Details
-
Bug
-
Resolution: Unresolved
-
Minor
-
None
-
Lustre 2.10.5, Lustre 2.12.3
-
None
-
3
-
9223372036854775807
Description
recovery-mds-scale test_failover_ost fails without failing over any OSTs due to mkdir failing. From the failover test session at https://testing.whamcloud.com/test_sets/46c80c12-a1f1-11e8-a5f2-52540065bddc, we see the following at the end of the test_log
2018-08-15 23:39:25 Terminating clients loads ... Duration: 86400 Server failover period: 1200 seconds Exited after: 0 seconds Number of failovers before exit: mds1: 0 times ost1: 0 times ost2: 0 times ost3: 0 times ost4: 0 times ost5: 0 times ost6: 0 times ost7: 0 times Status: FAIL: rc=1
From the suite log, we see that the client job failed during the first OSS failover
Started lustre-OST0006 ==== Checking the clients loads AFTER failover -- failure NOT OK Client load failed on node trevis-3vm7, rc=1 Client load failed during failover. Exiting...

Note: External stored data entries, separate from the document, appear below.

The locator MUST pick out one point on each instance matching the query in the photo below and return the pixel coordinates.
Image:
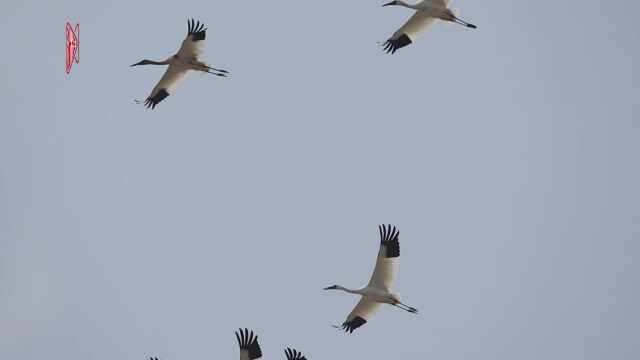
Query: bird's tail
(456, 13)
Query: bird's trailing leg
(405, 308)
(218, 70)
(461, 22)
(216, 73)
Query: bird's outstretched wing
(409, 32)
(363, 312)
(172, 78)
(193, 45)
(293, 354)
(249, 347)
(388, 260)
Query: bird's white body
(179, 64)
(378, 290)
(427, 11)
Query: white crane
(250, 349)
(378, 291)
(184, 60)
(427, 11)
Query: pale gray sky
(508, 157)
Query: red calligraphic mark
(73, 45)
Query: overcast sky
(507, 156)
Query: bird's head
(143, 62)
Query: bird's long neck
(353, 291)
(151, 62)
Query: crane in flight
(250, 349)
(184, 60)
(378, 291)
(427, 11)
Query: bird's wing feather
(363, 312)
(408, 32)
(249, 347)
(388, 260)
(415, 26)
(293, 354)
(171, 80)
(193, 45)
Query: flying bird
(378, 291)
(250, 349)
(184, 60)
(427, 11)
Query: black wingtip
(392, 45)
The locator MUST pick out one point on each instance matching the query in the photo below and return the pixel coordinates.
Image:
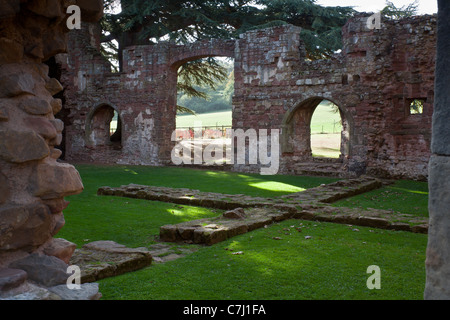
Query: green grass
(198, 179)
(135, 222)
(331, 265)
(403, 196)
(222, 118)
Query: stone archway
(296, 132)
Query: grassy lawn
(402, 197)
(135, 222)
(332, 264)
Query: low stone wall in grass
(251, 213)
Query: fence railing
(208, 132)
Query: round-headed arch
(296, 126)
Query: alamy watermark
(74, 20)
(374, 281)
(246, 147)
(74, 280)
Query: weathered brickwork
(373, 80)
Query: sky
(425, 6)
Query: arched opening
(104, 126)
(316, 129)
(204, 116)
(326, 131)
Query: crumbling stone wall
(373, 80)
(33, 183)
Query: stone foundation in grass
(248, 213)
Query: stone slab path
(311, 204)
(101, 259)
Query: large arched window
(316, 128)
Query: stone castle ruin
(374, 81)
(56, 89)
(33, 184)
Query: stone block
(54, 180)
(11, 278)
(22, 146)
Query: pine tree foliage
(390, 11)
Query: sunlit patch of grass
(331, 264)
(403, 196)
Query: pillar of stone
(438, 251)
(33, 183)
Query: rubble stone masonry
(373, 79)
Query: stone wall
(33, 183)
(373, 80)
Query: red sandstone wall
(372, 80)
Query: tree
(392, 12)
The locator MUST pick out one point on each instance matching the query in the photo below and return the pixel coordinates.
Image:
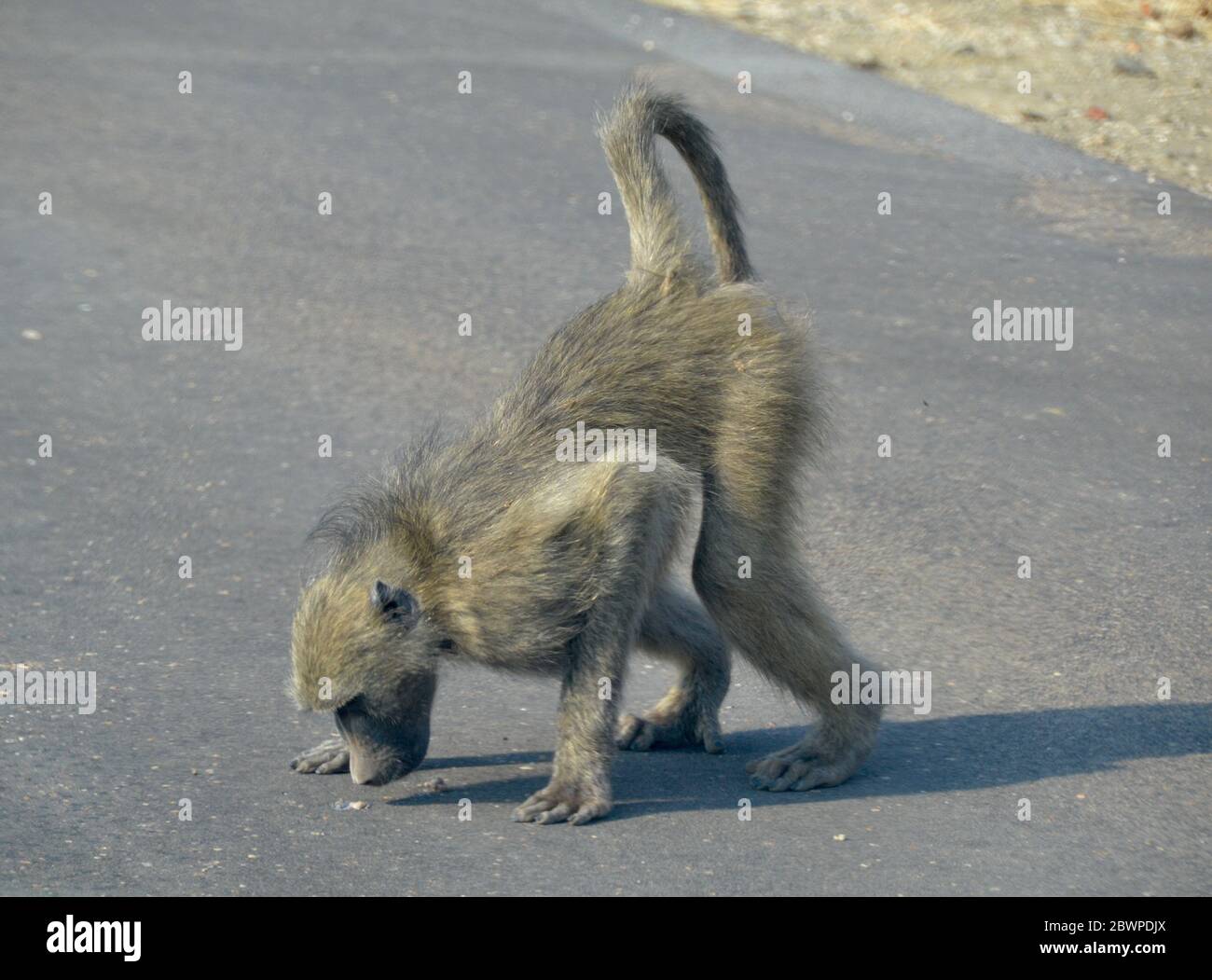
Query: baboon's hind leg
(677, 628)
(775, 617)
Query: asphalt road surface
(1043, 689)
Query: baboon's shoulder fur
(663, 352)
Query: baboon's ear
(395, 604)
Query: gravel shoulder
(1118, 79)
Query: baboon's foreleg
(641, 531)
(331, 756)
(777, 621)
(580, 789)
(677, 628)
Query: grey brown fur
(569, 561)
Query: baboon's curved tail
(658, 242)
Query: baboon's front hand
(557, 803)
(327, 757)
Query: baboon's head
(364, 649)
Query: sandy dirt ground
(1120, 79)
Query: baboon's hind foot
(827, 757)
(675, 722)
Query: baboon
(488, 548)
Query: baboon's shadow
(929, 754)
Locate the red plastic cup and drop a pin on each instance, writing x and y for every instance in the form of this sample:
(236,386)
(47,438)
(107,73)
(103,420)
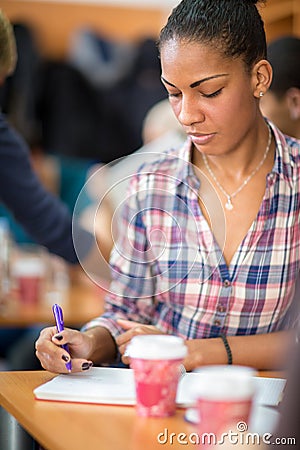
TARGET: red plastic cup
(29,277)
(224,398)
(156,361)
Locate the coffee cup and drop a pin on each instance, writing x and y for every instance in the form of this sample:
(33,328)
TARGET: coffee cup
(156,361)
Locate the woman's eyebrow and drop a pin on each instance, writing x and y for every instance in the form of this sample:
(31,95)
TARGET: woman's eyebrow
(197,83)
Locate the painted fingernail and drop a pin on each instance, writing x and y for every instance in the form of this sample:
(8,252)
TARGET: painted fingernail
(86,366)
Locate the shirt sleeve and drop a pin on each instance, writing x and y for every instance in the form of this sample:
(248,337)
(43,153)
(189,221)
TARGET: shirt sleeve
(44,217)
(131,292)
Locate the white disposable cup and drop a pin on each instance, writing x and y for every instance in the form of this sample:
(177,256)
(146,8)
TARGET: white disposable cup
(156,361)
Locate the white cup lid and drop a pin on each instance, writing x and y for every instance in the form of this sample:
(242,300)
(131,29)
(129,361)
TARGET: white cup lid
(224,383)
(158,346)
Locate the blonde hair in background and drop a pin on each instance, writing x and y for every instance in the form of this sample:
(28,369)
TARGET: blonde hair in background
(8,51)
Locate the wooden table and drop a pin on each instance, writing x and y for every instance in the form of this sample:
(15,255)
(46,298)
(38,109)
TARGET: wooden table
(84,301)
(66,426)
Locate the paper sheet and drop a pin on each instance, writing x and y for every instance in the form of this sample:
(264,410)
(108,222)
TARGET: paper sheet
(116,386)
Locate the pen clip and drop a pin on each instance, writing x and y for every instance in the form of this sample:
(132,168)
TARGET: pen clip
(58,315)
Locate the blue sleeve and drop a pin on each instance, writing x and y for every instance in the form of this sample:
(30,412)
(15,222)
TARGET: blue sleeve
(44,217)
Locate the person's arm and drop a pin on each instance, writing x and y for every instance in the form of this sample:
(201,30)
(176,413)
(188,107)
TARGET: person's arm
(262,351)
(94,346)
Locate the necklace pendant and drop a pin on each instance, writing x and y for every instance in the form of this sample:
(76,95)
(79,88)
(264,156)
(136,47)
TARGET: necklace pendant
(228,204)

On vm7, looking at the run_dd log, we can see that dd fails because a directory already exists
2018-08-15 23:37:37: dd run starting
+ mkdir -p /mnt/lustre/d0.dd-trevis-3vm7.trevis.whamcloud.com
mkdir: cannot create directory ‘/mnt/lustre/d0.dd-trevis-3vm7.trevis.whamcloud.com’: File exists
+ /usr/bin/lfs setstripe -c -1 /mnt/lustre/d0.dd-trevis-3vm7.trevis.whamcloud.com
+ cd /mnt/lustre/d0.dd-trevis-3vm7.trevis.whamcloud.com
/usr/lib64/lustre/tests/run_dd.sh: line 34: cd: /mnt/lustre/d0.dd-trevis-3vm7.trevis.whamcloud.com: Not a directory
+ sync
++ df -P /mnt/lustre/d0.dd-trevis-3vm7.trevis.whamcloud.com
++ awk '/:/ { print $4 }'
+ FREE_SPACE=13349248
+ BLKS=1501790
+ echoerr 'Total free disk space is 13349248, 4k blocks to dd is 1501790'
+ echo 'Total free disk space is 13349248, 4k blocks to dd is 1501790'
Total free disk space is 13349248, 4k blocks to dd is 1501790
+ df /mnt/lustre/d0.dd-trevis-3vm7.trevis.whamcloud.com
+ dd bs=4k count=1501790 status=noxfer if=/dev/zero of=/mnt/lustre/d0.dd-trevis-3vm7.trevis.whamcloud.com/dd-file
dd: failed to open ‘/mnt/lustre/d0.dd-trevis-3vm7.trevis.whamcloud.com/dd-file’: Not a directory
Looking at the run_dd log from the previous test, failover_mds, we do see that the file d0.dd-trevis-* is created and the client tar job is signaled right after the call to remove the file is issued
+ echo '2018-08-15 23:37:07: dd succeeded'
2018-08-15 23:37:07: dd succeeded
+ cd /tmp
+ rm -rf /mnt/lustre/d0.dd-trevis-3vm7.trevis.whamcloud.com
++ signaled
+++ date '+%F %H:%M:%S'
++ echoerr '2018-08-15 23:37:41: client load was signaled to terminate'
++ echo '2018-08-15 23:37:41: client load was signaled to terminate'
2018-08-15 23:37:41: client load was signaled to terminate
+++ ps -eo '%c %p %r'
+++ awk '/ 18302 / {print $3}'
++ local PGID=18241
++ kill -TERM -18241
++ sleep 5
++ kill -KILL -18241
Maybe the job was killed before the file could be removed?